Exploratory Data Analysis (EDA)
The team conducted EDA to gain insights into the data, identify trends, patterns, and outliers. They used visualizations, statistical analysis, and correlation analysis to uncover underlying patterns in sales data.

Regression Modeling
The team applied regression modeling techniques to build predictive models that could capture the relationship between various demand drivers and sales. They employed techniques such as multiple regression, time-series regression, and machine learning algorithms to create robust and accurate models.

Model Validation and Selection
The team validated the models using historical data and selected the best-performing models based on the company stated performance metrics. They also conducted sensitivity analysis to evaluate the robustness of the models and their ability to handle different scenarios.

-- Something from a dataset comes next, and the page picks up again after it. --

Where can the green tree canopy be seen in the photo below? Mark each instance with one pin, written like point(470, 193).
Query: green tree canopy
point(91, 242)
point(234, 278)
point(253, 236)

Forecasting and Insights Generation
The selected models were used to generate product-level sales forecasts for different time horizons, including short-term, medium-term, and long-term forecasts. The forecasts were analyzed to generate insights and recommendations for optimizing production, inventory management, and pricing strategies.

Successful Results

The implementation of analytics and regression model insights for product-level sales forecasting yielded significant improvements for the CPG company. With this busines intelligence (BI), the company achieved the following outcomes.

Improved Forecast Accuracy
The accuracy of product-level sales forecasts improved significantly, leading to better demand planning and inventory management. The company was able to reduce out of stock items and overstocks, resulting in increased sales and reduced costs.

Enhanced Visibility into Demand Drivers
The regression models provided insights into the underlying factors driving sales fluctuations, such as seasonality, pricing, promotions, and competitor data. This enabled the company to make data-driven decisions and optimize pricing, promotions, and other marketing strategies to maximize sales and profitability.

Better Production Planning
The accurate sales forecasts enabled the CPG company to optimize production planning and reduce production costs. The company was able to align production with demand resulting in improved operational efficiency and reduced costs.

Enhanced Promotional Planning
The insights generated from the regression models helped the company optimize promotional planning. The CPG company was able to identify the most effective promotional marketing approach for product.